Practical Tips for Visiting Fes
How Long to Spend: Two days is perfect for Fes’s main highlights without feeling rushed. One day works if you’re short on time but you’ll miss the atmosphere. Three days is ideal for a leisurely pace or adding day trips to nearby sites.
When to Visit: Avoid major events—we visited during the Africa Cup and crowds were intense. Spring (March-May) and fall (September-November) offer the best weather. Summer (June-August) is extremely hot, especially in the medina. During Ramadan, many restaurants close during the day, though tourist spots stay open.
Getting Around: Petit taxis cost 15-30 MAD and are perfect for reaching medina gates. Inside the medina, you’ll walk everywhere. The New City has wider streets suitable for cars but is also walkable.
What to Expect: Prepare for sensory overload—narrow alleyways, vendor calls, pressing crowds, and that distinctive Fes smell from tanneries, spices, and street food. Some find it fascinating; I found it off-putting but manageable.
Vendors can be aggressive. Practice firm refusals, avoid eye contact if not shopping, and don’t feel obligated to buy after using shop terraces for tannery views (though tips are appreciated).
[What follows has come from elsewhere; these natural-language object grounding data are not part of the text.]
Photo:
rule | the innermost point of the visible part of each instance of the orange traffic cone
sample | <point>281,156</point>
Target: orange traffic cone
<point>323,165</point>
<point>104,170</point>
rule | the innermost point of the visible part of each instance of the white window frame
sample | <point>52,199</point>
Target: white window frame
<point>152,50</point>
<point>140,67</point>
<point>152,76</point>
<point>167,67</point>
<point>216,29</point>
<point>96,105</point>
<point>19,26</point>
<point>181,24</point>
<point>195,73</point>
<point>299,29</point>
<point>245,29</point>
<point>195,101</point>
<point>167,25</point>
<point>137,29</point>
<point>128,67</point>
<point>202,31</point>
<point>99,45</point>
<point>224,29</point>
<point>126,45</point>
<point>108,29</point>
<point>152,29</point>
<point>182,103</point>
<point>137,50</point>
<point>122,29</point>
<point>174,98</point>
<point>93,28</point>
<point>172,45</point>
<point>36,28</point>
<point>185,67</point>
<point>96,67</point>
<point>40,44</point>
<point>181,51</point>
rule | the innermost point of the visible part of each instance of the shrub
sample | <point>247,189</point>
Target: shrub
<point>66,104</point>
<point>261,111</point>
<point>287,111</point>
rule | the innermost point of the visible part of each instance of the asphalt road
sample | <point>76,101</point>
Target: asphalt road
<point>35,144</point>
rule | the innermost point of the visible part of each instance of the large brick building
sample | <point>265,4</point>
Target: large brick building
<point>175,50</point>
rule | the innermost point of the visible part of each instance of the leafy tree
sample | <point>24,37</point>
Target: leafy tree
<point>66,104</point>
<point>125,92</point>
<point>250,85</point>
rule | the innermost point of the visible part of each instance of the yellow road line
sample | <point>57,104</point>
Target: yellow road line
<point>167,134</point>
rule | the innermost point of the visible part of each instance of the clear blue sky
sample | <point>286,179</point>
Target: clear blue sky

Safety: Fes is generally safe, but watch for pickpockets in crowded areas. Keep valuables secure, stay together with your group, and firmly decline unofficial guides who expect payment. Stick to main areas after dark.
Money: Bring cash for the medina—cards rarely work in small shops. Bargaining is expected; start at 50-60% of asking price. ATMs are available in the New City and near medina gates.
Why Fes Stays with You
Fes is not an easy city, and I won’t pretend it is. The chaos, the smells, the aggressive vendors, and the sensory overload are real challenges that can make the experience exhausting. But it’s also incredibly authentic, historically significant, and visually stunning in ways that more tourist-friendly cities can’t match. Whether you’ll love it or merely tolerate it depends largely on your travel style and expectations.
For me, Fes was that childhood dream from watching O Clone made real—not exactly as I’d imagined, but real nonetheless. The tanneries I’d seen on TV existed in actual life, with actual workers using centuries-old methods. The narrow alleyways and hidden riads were there to discover. Would I return? Probably not as a priority, but I’m genuinely glad I went.
Fes taught me that some places are worth experiencing once for their historical and cultural significance, even if they’re not places you’d choose to visit repeatedly. It’s a city that demands something from you—patience, flexibility, resilience—but offers in return a window into a way of life that’s increasingly rare in our modern, sanitized world.